I had to stop and think. How might our emphasis on individual worth best be portrayed? After all, policies and practices, by their nature, become ingrained in a company—part of the culture, often unseen.
As we talked about the company's distinctives, Peggy picked up on our policy for parents of newborns. I explained that in studying this topic, our management team learned that the first three years of a child's life are critical in establishing a close bond between mother and child—a bond that can produce lifelong benefits. Once the mother is away for more than twenty hours a week or so, that bond is noticeably weakened.
As a result, we established a policy giving employees the choice to stay home up to twenty-six weeks. During this period we maintain their income at one-quarter the normal level and will loan them an additional one-quarter, providing a total of up to half of their normal wages. Then they can return to work part-time, sharing their job with another or doing work at home (both depending on availability), for up to three years after the birth of their child.

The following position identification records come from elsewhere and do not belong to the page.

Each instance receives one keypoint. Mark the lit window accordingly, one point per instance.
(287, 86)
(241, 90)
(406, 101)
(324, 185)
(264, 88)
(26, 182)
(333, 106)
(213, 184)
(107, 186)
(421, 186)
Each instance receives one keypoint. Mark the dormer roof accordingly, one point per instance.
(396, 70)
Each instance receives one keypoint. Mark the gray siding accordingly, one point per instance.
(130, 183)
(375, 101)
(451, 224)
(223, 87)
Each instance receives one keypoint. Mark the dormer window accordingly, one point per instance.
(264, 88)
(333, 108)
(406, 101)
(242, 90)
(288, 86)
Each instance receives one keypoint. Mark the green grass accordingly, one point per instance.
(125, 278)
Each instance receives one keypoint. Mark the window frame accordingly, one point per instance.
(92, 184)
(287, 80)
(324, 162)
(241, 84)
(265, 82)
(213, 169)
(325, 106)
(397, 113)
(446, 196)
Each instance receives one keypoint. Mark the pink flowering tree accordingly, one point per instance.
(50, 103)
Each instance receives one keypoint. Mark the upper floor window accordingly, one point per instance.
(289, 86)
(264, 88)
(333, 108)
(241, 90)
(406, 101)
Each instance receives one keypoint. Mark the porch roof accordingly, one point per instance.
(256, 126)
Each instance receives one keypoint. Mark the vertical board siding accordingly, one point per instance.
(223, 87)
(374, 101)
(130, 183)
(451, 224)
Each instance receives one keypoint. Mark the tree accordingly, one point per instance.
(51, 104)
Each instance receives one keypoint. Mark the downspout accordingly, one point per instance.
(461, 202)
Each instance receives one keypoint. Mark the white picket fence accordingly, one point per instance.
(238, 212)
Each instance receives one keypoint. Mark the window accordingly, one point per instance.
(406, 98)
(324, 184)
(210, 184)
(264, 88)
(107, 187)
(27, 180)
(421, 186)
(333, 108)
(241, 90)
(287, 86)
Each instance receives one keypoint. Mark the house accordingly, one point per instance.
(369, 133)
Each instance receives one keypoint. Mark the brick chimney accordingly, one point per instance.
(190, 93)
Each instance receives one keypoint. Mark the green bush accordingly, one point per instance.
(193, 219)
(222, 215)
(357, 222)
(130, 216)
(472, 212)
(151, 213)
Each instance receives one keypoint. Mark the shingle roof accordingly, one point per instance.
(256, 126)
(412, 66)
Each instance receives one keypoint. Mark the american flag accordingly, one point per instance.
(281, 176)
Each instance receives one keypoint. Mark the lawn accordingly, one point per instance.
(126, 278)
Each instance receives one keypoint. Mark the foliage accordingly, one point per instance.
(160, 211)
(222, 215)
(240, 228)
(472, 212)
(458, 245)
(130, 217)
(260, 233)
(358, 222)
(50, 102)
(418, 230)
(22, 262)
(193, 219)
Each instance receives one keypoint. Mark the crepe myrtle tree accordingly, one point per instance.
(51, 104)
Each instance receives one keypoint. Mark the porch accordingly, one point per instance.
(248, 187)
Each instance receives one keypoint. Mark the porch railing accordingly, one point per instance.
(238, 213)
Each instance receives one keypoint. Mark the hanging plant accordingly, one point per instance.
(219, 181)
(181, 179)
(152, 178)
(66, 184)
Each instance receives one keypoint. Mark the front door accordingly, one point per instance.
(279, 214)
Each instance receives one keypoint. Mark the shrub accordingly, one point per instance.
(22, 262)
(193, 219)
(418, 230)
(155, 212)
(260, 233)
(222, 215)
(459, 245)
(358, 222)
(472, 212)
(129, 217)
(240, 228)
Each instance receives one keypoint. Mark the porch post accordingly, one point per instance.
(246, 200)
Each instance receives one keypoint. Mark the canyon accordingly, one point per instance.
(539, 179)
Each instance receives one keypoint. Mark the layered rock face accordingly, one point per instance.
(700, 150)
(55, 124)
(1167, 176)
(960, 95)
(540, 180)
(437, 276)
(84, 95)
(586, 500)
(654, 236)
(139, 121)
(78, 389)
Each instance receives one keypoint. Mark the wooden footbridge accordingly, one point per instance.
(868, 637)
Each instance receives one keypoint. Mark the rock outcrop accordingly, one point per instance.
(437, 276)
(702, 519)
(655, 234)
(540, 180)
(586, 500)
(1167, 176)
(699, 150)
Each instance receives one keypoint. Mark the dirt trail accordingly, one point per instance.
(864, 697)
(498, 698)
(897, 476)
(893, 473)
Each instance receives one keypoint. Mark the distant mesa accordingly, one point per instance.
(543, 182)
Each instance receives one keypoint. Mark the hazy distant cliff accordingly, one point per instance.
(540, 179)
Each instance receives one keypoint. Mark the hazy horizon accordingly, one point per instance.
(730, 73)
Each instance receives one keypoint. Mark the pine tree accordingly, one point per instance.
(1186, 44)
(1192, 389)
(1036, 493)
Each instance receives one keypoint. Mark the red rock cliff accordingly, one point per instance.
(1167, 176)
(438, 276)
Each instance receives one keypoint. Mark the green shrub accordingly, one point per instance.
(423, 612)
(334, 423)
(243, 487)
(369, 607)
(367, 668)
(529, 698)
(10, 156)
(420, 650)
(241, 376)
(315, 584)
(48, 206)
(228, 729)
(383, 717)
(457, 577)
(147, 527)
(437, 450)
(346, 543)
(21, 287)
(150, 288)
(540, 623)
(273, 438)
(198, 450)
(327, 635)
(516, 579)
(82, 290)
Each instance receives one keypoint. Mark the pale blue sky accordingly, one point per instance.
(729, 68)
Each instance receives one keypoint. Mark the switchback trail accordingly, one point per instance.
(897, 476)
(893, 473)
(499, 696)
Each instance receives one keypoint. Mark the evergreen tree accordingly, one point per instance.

Peggy got excited about capturing this benefit on video and set out with the film crew to the home of Nancy Borer. On their front porch, Nancy and her husband (over the objections of their infant in arms) explained how much it meant to them that Nancy could be at home with their child.
The camera crew then visited another home where Chuck and Patty Visocky proudly presented the children they had recently adopted from Colombia, South America—four orphans from the same family. To help in the adoption, the company provided paid time off for the Visockys to travel to Colombia. We currently have a policy of providing parents $1000 for each adopted child. I explained to Peggy that in a day when the value of children seems to be diminishing, we want to take a different direction, emphasizing their value.
The ABC team then delved into our educational policies, talking with several employees who were taking courses to advance their skills. They chose Eric Hess for their interview. Eric's father had worked at the company as our director of quality. When Eric graduated from high school, his dad recommended that he apply. Eric began on the plant floor and showed very good work habits and attitudes. In time, an opportunity opened for him to become a lab technician. But after several months in that position, he concluded it was not right for him.
Some companies consider it the end of the road for an employee when a promotion is turned down, but we encouraged Eric to return to a job in the plant similar to the one he'd left. He simply hadn't found his niche yet—and that process would take some time. Later, Eric expressed interest in supervision. He was tested, confirming his aptitude for leading others. He entered an educational program for supervisors, paid for by the company, and in a short time he became one of our most able people in that key role.
So Nancy, Chuck, Eric and others told their "sound bite" stories, each capturing a dimension too often missing from the workplace—genuine care and regard for the individual.
In a masterful way, Peggy and the camera crew portrayed our view of the value of the person, and ABC's viewers were able to see another side to business—a human side, one based on dignity and intrinsic worth. As I pointed out to Peggy, the human side and the economic side aren't mutually exclusive. "We've also been able to produce above-average profits and excellent returns to the shareholders," I said.
I'm convinced most employees want to see their companies prosper. They know their success depends on their employer's success, and they will work hard to contribute. But they must be provided a dignified and supportive work environment. They must be viewed as valued, important, worthy. They bear God's own image. If they are of infinite worth in his eyes, they certainly deserve no less from us than our profound respect.